Deploying to ECS
Use Self Hosted SigNoz if you need
- Full on-prem control
- Custom build tweaks
- Zero outbound traffic
Otherwise, try SigNoz Cloud to
- Onboard in 5 minutes
- Auto-scale & upgrades
- Zero ops maintenance
Amazon ECS gives you a fully managed control plane for orchestrating containers, while EC2‑backed capacity providers let you tie an Auto Scaling Group (ASG) to the cluster so that your compute pool grows and shrinks with demand. Running SigNoz on this foundation combines open‑source observability with native AWS elasticity and cost control:
ECS (EC2 launch type) — lets you use custom AMIs, instance sizes, or spot instances for heavier ClickHouse workloads.

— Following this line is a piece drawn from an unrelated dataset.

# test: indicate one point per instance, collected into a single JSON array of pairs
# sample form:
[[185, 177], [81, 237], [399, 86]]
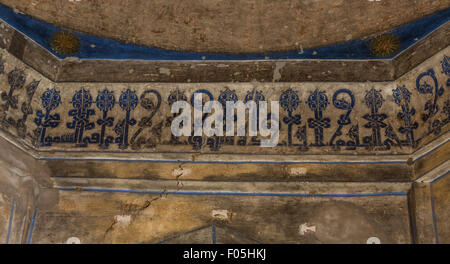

Capacity provider — automatically adds / removes EC2 instances as task demand fluctuates (no manual ASG tweaking).
SigNoz components:
- SigNoz
- SigNoz Collector
- Clickhouse
- Zookeeper
1. Prerequisites
Before you begin, ensure you have the following in place:
- AWS CLI v2 installed and configured with appropriate credentials and region.
- An AWS account with adequate service quotas for:
- Amazon EBS (block storage)
- Amazon EC2 (compute instances)
- IAM (identity & access management)
- Amazon ECS cluster already created, with Capacity Providers enabled (EC2 + Auto Scaling Group)
- Read more: ECS Capacity Providers
- IAM roles for your tasks:
- Task Execution Role with the managed policy
AmazonECSTaskExecutionRolePolicy
- Task Role for SigNoz containers (attach only the permissions your services need)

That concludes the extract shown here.